Notas sobre o divórcio que se dá entre o topo e a base da pirâmide social

1) Numa sociedade sem Cristo, nós temos o problema permanente dos "señoritos satisfechos" - pessoas bem nascidas, com a sobrevivência garantida, que não sabem o que fazer da vida e que não se interessam por saber qual é a sua situação acerca deste mundo e de que modo elas podem servir a Deus, dentro de suas circunstâncias. O fato de haver indivíduos assim revela um permanente problema: a crise das vocações. Eis um retrato da angústia, decorrente do fato de se estar num mundo cada vez mais vazio de sentido, fundado no fato de se conservar de maneira conveniente a crença de que nada é eterno, uma vez que isso está fora da verdade, daquilo que é conforme o Todo que vem de Deus - eis, pois, o abismo a que nos leva a cultura do hedonismo, da busca da liberdade voltada para o nada.

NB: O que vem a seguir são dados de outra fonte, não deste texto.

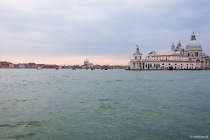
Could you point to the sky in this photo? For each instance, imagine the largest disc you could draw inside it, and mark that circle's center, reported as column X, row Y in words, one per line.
column 66, row 32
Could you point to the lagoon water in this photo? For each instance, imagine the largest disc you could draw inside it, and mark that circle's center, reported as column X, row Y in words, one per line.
column 99, row 104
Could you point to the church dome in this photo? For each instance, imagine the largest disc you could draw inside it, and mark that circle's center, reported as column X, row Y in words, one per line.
column 193, row 44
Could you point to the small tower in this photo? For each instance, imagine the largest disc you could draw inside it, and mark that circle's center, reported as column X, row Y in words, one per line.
column 173, row 48
column 137, row 55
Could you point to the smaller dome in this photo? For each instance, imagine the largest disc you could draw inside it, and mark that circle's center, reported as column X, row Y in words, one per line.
column 179, row 47
column 193, row 44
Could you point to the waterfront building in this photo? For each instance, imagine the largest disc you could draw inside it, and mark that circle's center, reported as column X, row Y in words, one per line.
column 192, row 57
column 87, row 64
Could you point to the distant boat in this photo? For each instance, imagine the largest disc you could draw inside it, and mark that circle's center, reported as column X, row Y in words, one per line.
column 39, row 68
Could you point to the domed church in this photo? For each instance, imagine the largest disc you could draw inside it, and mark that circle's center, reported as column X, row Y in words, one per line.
column 192, row 57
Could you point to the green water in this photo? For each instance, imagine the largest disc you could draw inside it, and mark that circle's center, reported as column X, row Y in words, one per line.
column 99, row 104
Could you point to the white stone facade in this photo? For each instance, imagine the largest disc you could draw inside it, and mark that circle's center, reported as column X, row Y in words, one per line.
column 190, row 58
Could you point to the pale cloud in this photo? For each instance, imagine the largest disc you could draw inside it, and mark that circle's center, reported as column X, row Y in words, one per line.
column 99, row 28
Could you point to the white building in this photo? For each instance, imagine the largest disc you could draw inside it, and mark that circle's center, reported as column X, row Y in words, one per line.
column 192, row 57
column 87, row 64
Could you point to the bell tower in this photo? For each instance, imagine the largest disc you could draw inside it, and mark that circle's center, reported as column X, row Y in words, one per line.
column 137, row 55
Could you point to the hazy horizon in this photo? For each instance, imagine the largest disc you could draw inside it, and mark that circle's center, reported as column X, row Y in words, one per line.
column 105, row 32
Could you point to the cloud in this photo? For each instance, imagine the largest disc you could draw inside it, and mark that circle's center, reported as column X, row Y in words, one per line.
column 105, row 27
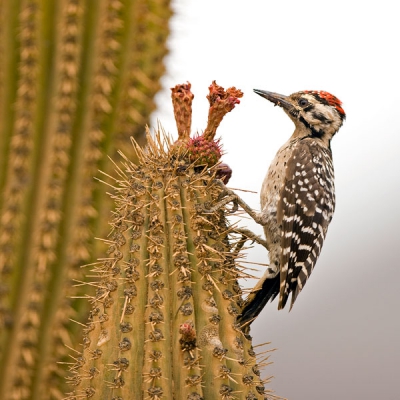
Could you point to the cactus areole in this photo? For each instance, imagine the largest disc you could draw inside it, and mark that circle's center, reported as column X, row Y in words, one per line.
column 163, row 318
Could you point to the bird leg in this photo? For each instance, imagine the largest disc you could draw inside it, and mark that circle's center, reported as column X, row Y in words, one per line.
column 229, row 196
column 249, row 235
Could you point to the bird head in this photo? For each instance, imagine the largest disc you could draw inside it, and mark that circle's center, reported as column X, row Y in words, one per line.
column 315, row 113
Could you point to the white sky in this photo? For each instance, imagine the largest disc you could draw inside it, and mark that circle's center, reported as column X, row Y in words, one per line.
column 342, row 338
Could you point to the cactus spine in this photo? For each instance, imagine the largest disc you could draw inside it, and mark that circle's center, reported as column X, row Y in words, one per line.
column 77, row 79
column 163, row 318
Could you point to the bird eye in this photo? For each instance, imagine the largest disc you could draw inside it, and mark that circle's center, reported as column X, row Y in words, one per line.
column 303, row 102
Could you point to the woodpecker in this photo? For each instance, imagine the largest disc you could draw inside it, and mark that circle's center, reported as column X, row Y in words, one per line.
column 297, row 197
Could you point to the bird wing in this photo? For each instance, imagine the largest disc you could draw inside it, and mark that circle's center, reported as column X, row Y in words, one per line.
column 305, row 209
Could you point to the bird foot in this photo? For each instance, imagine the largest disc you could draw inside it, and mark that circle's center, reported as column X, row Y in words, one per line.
column 229, row 196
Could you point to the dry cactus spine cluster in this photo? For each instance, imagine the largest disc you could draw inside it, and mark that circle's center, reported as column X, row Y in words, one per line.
column 77, row 80
column 163, row 318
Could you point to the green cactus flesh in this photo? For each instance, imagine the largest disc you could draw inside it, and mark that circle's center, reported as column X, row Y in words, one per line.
column 163, row 318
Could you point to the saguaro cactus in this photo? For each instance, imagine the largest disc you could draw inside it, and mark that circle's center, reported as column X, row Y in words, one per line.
column 163, row 318
column 77, row 79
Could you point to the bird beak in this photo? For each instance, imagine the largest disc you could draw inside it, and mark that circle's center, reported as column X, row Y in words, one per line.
column 276, row 98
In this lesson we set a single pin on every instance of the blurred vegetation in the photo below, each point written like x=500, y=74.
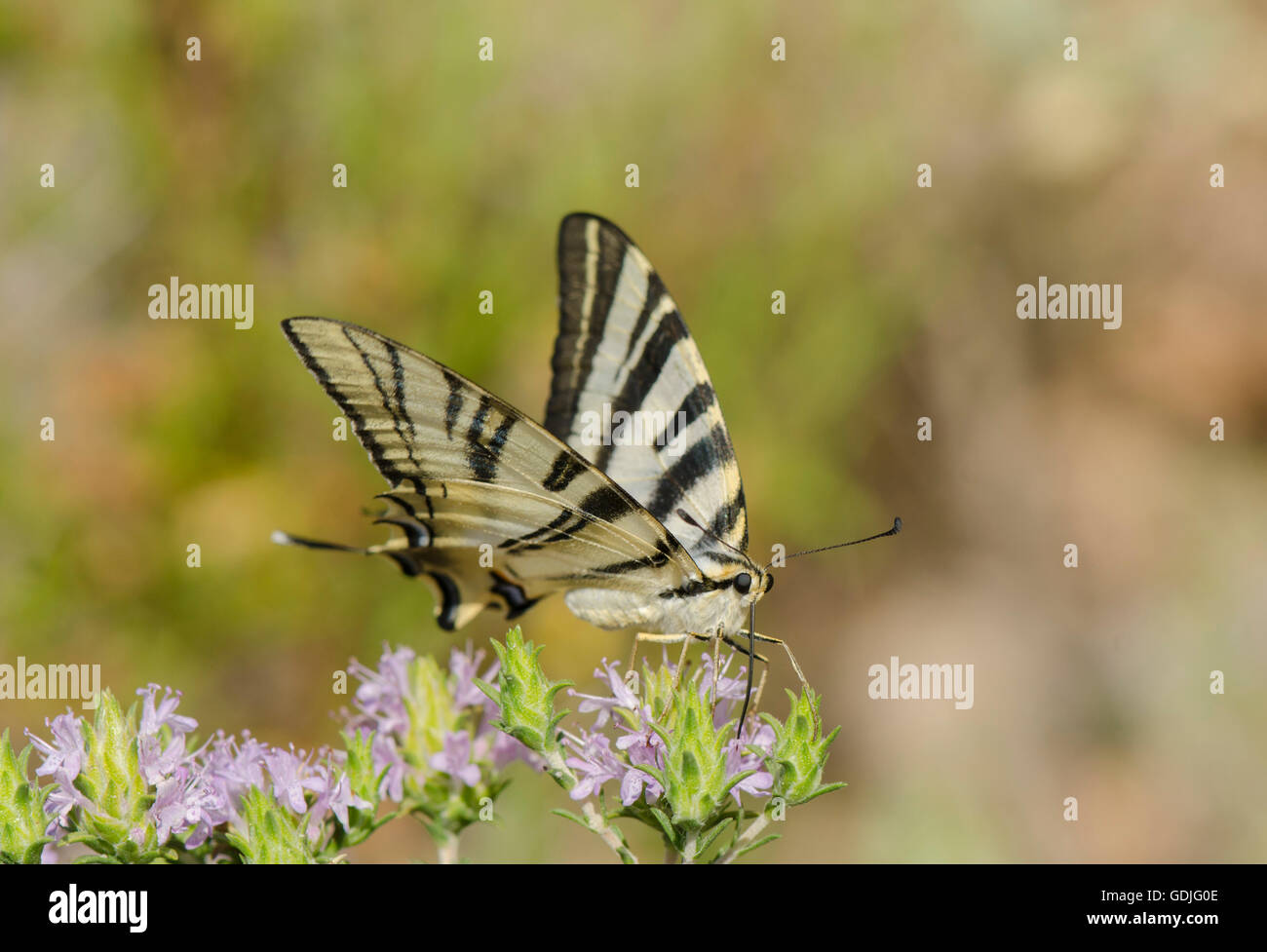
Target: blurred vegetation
x=755, y=174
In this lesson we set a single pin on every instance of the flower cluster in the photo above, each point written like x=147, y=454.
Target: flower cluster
x=127, y=786
x=670, y=741
x=427, y=741
x=434, y=741
x=644, y=724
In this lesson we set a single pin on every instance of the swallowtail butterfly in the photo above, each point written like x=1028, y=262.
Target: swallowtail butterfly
x=645, y=533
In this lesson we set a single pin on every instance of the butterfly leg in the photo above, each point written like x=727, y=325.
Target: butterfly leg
x=784, y=644
x=684, y=639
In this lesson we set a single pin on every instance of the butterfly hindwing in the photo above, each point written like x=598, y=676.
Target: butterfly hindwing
x=492, y=509
x=622, y=348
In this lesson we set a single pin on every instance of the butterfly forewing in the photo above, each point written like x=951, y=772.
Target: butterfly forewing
x=622, y=348
x=492, y=508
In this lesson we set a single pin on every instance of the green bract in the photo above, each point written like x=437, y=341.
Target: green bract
x=526, y=695
x=21, y=808
x=799, y=751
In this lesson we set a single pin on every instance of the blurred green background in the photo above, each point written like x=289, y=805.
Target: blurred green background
x=755, y=174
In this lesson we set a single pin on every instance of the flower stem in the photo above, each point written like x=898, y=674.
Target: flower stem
x=747, y=837
x=446, y=849
x=688, y=847
x=609, y=834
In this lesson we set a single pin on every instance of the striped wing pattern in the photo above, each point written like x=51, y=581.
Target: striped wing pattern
x=624, y=348
x=474, y=483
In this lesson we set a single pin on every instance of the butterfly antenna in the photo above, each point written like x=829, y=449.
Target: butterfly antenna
x=748, y=694
x=898, y=528
x=688, y=520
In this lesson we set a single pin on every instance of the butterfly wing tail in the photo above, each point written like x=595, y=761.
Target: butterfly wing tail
x=461, y=587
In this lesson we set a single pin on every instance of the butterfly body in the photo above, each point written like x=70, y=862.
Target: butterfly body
x=493, y=509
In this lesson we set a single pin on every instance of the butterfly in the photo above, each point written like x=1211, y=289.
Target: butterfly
x=628, y=500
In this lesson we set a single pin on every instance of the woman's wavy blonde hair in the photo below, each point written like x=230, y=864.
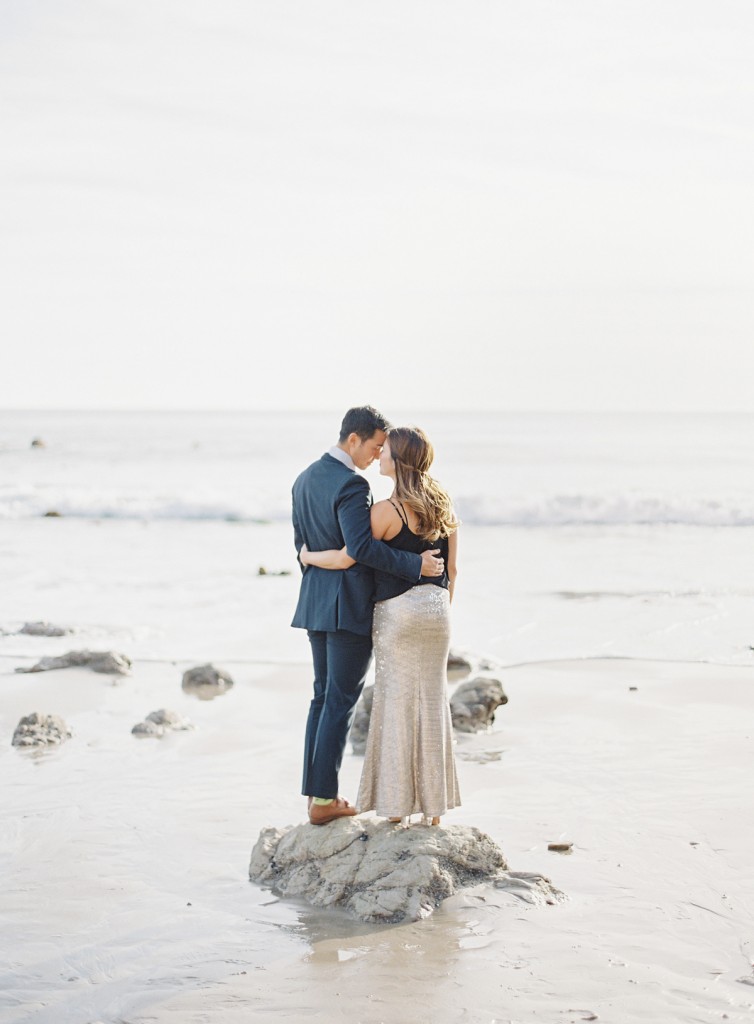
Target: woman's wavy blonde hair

2) Numa sociedade fortemente cristianizada, como a da Idade Média, o tédio e o comodismo eram coisas impossíveis e até impensáveis, pois os mosteiros absorviam esses bem-nascidos e davam a eles a possibilidade de consagrarem suas circunstâncias pessoais à obra de Deus, esse grande engenheiro social que fazia grandes obras em todos, a todo o tempo e em todos os lugares. E era em Deus que essas solidões acabavam sendo compartilhadas - pelo exemplo do santo, a pessoa acabava tomando o país terreno, circunstancial, como se fosse um lar a partir do exemplo dado pela pátria celestial, pois nele era possível ver o exemplo da eternidade, um modelo perfeito e bem acabado de integração social que se dava entre pessoas diferentes - de diferentes lugares e diferentes épocas - que dedicavam suas vidas servindo a Cristo, ao levar suas diferentes circunstâncias de vida à consagração dos altares, pois para Deus nada disso é impossível.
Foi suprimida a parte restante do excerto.